Unsurprisingly, the havoc wreaked by Defoe at White Hart Lane has rather dented Wigan’s defensive record. Roberto Martinez’s side have now conceded the most goals in the Premier League – an unwanted distinction that has belonged to Hull, Blackburn and Burnley in recent weeks.

Meanwhile, Portsmouth, who have propped up the table since it acquired meaning, have a rather more respectable record, shipping only 19 goals. Nine defences have been breached more often, including Liverpool’s. It is the sort of statistic that should offer hope to Paul Hart and Pompey.


Achieving infamy without actually being seen is quite an achievement, but then Gael Kakuta has already had an unusual career. The French teenager, whose recruitment from Lens brought Chelsea their transfer ban, made his debut against Wolves as a substitute.

He has a four-month suspension hanging over his head while the Court of Arbitration decide whether to uphold the punishment FIFA gave Chelsea. Amid the feints and flicks, the shimmies and skills, it soon became evident why Chelsea coveted Kakuta.

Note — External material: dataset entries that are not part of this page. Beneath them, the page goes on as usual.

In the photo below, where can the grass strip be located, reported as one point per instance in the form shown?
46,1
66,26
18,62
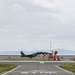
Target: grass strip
70,67
6,67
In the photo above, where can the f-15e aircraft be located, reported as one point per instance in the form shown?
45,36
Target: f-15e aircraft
33,55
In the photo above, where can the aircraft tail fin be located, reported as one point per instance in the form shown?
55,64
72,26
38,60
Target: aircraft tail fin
22,54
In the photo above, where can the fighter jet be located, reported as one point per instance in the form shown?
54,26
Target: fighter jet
32,55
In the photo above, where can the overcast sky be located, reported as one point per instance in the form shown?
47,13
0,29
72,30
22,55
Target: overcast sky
32,24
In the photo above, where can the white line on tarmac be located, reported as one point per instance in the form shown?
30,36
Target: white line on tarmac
11,70
63,70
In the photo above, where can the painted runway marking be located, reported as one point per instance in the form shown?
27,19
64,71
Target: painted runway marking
25,72
11,70
64,70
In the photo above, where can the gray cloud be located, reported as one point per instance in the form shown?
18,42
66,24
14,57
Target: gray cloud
25,24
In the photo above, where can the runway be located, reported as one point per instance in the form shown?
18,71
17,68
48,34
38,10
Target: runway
37,68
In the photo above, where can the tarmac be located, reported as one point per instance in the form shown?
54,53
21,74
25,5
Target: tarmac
37,68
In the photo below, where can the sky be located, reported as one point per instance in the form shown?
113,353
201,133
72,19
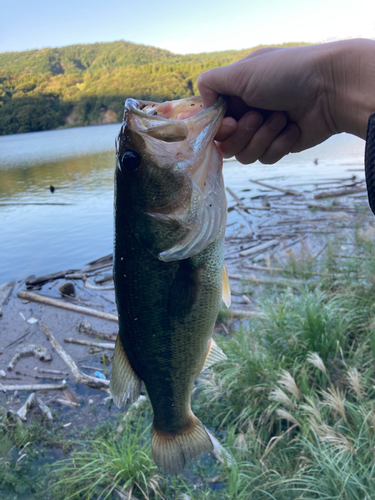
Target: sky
182,27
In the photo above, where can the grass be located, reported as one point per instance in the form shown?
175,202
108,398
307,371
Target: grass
294,404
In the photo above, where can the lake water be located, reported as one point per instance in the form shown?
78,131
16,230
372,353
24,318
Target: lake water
38,238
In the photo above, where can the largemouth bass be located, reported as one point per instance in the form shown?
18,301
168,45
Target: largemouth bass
170,218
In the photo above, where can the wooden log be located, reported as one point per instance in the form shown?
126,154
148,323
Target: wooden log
94,382
34,297
339,192
41,280
85,328
31,387
259,248
286,191
102,345
5,291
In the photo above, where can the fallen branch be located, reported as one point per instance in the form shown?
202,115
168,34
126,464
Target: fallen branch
41,280
286,191
34,297
102,345
340,192
32,387
32,401
94,382
85,328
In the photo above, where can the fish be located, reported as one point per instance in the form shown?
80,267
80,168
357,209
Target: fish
169,272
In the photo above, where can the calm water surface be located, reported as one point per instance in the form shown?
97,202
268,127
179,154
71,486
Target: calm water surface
79,162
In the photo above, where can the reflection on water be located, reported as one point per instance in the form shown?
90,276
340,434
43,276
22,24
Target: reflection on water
79,162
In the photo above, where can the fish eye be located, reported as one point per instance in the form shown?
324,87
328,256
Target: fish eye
130,161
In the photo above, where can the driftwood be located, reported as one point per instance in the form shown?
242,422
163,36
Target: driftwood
259,248
32,401
41,280
34,297
286,191
102,345
5,291
340,192
94,382
51,377
37,350
85,328
31,387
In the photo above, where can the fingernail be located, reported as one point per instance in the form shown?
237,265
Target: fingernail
277,122
253,121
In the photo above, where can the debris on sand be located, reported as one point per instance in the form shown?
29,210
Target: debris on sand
28,350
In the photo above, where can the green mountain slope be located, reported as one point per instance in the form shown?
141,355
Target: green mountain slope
88,84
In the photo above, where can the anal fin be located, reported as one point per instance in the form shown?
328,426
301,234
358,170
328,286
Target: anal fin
125,385
214,355
226,295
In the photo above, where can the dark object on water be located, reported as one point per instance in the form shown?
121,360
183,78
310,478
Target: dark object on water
5,291
67,289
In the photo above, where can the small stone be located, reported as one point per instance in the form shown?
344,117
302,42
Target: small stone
67,289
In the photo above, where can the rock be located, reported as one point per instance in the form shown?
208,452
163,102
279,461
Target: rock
67,289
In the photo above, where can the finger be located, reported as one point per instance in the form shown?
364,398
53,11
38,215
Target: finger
282,145
227,128
263,138
247,126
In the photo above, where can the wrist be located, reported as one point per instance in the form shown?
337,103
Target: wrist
350,84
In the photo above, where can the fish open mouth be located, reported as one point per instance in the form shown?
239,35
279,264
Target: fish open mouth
173,110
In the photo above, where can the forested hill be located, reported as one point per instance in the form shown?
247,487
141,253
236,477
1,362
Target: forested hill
88,84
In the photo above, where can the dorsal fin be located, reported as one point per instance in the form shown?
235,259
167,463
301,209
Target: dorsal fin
214,355
226,295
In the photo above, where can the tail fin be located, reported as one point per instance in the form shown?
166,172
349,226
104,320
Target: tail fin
172,451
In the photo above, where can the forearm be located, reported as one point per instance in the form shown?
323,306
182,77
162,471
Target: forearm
351,84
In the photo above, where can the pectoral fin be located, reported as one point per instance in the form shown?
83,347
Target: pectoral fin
214,355
125,385
226,295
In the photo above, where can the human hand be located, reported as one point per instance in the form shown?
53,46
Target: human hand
290,99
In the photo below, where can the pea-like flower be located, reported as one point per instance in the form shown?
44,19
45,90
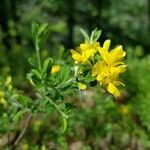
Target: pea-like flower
55,69
86,51
108,69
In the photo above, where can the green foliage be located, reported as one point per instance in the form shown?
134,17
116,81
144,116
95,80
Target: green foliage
59,119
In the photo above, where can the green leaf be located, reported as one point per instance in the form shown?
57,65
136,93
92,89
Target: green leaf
47,65
36,73
64,73
33,62
24,100
35,28
42,35
19,114
86,36
64,123
95,35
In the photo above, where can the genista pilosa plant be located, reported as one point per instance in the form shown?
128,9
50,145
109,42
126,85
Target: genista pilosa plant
94,64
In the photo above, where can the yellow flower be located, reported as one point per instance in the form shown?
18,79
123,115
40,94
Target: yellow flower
2,99
107,71
82,86
86,50
55,69
114,57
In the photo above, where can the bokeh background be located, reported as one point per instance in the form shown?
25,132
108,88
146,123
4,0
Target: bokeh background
101,122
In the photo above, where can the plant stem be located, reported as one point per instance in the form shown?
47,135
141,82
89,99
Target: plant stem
39,59
56,106
62,85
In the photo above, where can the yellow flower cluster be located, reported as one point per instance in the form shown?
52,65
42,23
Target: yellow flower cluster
55,69
87,50
108,68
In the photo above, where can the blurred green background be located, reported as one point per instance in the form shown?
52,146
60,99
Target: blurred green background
100,122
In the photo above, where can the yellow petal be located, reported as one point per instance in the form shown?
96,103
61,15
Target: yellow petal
113,90
76,56
103,53
82,86
116,55
106,45
96,69
55,69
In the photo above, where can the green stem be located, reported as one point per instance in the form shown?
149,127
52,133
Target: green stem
62,85
39,60
56,106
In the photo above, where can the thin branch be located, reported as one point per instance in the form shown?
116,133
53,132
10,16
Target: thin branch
27,122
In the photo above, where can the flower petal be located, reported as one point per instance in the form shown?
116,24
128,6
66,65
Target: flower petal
113,90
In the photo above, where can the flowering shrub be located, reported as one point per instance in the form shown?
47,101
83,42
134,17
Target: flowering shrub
94,66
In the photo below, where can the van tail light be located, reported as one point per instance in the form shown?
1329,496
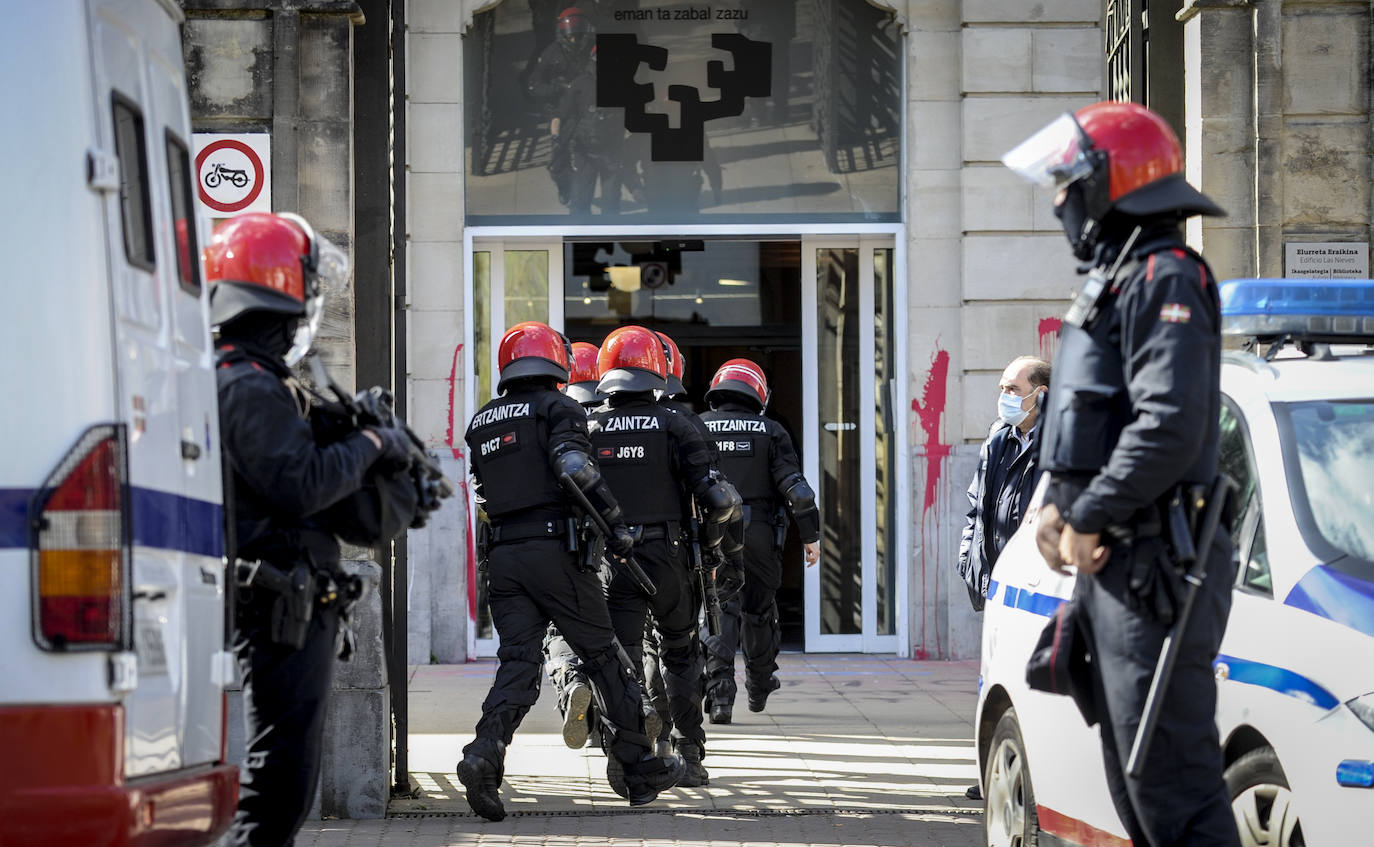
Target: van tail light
79,545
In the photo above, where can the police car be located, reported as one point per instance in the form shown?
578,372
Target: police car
111,578
1296,668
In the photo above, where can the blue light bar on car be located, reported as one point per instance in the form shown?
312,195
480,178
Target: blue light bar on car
1355,773
1303,308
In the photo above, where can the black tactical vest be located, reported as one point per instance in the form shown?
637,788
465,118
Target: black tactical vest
744,444
1088,403
632,451
509,443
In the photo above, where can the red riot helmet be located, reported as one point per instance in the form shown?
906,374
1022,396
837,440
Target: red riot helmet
258,261
632,359
531,349
1109,157
584,374
742,381
675,366
575,29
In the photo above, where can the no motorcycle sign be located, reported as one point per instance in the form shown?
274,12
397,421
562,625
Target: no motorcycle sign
232,172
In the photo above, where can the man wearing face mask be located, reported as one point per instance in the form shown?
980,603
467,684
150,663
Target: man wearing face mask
1002,487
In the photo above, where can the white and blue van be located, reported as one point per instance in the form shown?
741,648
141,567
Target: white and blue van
1296,668
113,656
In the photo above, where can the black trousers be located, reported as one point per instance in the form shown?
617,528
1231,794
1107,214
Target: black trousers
285,700
675,609
1180,798
749,619
529,585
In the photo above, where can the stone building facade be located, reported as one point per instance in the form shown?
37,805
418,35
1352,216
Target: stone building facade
1277,127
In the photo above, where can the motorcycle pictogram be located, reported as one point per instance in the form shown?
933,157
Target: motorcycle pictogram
219,172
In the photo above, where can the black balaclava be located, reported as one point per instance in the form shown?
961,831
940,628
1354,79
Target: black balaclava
271,333
1079,227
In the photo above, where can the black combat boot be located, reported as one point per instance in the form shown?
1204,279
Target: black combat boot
691,754
720,712
757,700
642,781
576,719
482,781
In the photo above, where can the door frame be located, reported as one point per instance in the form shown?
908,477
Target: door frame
811,235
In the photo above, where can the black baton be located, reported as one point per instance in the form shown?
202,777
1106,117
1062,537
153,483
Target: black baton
628,563
1174,641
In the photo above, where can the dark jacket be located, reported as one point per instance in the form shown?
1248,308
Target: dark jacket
978,547
1135,400
280,475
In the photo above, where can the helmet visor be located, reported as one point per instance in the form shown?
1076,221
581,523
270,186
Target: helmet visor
1053,157
330,275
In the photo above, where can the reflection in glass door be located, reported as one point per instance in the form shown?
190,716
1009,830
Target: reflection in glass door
510,283
852,455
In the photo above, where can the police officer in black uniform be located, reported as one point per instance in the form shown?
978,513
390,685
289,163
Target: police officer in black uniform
521,444
675,398
268,274
651,457
759,457
561,662
551,84
1131,421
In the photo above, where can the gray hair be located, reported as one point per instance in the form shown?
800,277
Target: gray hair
1039,373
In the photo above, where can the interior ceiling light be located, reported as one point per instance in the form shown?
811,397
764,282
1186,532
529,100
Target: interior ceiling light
623,278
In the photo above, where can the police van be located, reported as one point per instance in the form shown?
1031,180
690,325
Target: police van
113,662
1296,667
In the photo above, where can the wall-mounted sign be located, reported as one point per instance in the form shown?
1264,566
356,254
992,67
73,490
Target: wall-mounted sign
232,172
1326,259
730,112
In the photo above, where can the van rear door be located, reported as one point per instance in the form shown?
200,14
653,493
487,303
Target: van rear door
165,387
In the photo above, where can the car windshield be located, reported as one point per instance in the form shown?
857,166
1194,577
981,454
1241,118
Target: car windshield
1334,448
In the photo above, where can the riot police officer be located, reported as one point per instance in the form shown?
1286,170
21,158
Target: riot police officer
268,274
561,663
522,444
675,398
551,84
653,457
1131,424
759,457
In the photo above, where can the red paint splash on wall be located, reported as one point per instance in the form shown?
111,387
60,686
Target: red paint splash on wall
452,400
454,388
929,409
1049,336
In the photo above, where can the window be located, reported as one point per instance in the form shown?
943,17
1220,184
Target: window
135,208
1248,530
183,215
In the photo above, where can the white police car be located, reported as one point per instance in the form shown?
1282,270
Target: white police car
1296,668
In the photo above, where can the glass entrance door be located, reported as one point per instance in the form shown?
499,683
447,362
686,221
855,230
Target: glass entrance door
849,376
851,454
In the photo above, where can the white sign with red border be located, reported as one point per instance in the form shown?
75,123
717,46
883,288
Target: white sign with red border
234,172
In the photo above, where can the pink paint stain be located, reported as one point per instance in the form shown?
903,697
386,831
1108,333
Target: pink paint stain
452,402
929,410
1049,333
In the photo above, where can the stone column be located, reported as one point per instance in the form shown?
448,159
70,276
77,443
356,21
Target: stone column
1220,113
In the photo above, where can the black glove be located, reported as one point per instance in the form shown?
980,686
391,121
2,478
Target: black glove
396,447
621,542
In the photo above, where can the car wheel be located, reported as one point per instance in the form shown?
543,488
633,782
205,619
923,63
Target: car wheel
1009,817
1262,800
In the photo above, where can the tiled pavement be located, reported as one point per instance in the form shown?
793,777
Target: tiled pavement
853,750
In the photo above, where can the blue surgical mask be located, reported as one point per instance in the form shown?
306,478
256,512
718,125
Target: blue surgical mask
1010,411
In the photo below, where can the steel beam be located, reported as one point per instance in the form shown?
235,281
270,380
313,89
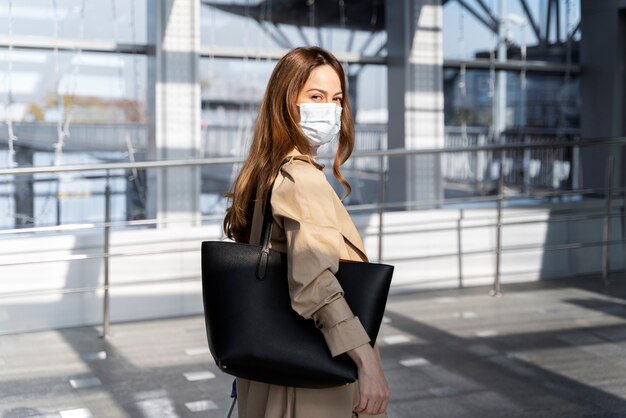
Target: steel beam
531,20
488,11
48,44
493,27
512,65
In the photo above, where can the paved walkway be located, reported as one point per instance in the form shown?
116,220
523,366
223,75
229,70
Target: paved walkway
542,350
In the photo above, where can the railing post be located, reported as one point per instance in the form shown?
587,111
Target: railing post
459,237
381,202
526,165
495,291
107,234
607,221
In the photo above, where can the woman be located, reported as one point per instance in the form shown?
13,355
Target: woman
305,106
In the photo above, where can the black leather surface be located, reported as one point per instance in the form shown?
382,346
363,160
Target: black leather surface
260,337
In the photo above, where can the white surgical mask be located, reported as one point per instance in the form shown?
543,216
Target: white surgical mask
320,122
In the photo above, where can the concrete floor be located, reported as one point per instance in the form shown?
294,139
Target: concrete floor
549,349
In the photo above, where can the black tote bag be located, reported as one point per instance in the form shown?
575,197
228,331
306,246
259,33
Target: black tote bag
252,330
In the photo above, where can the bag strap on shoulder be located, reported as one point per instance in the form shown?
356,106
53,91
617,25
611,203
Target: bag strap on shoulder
266,231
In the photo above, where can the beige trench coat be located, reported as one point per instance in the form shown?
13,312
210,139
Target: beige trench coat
313,227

There are self-serving comments from managers and there are untruths. Then there are Mick McCarthy’s press conferences. The Wolves manager is a refreshing antidote to the attempts at spin of his counterparts elsewhere.

His verdict on his side’s 4-0 defeat at Chelsea? “They absolutely mullered us.” Honesty may not always be the best policy, but it can be the most entertaining one. Sadly for McCarthy, he was absolutely right.


Darren Bent’s outings for England and his two years at Tottenham have suggested a player who was not entirely at ease on the biggest stage. But the Sunderland striker completed a grand slam of sorts on Saturday by scoring against Arsenal.

He had already pierced the defences of Chelsea, Manchester United and Liverpool; as each was the first goal of the game and two have proved the winner, their significance cannot be questioned. Perhaps it is time to anoint Bent a big-game player; perhaps it reflects upon Steve Bruce’s ability to imbue his players with confidence.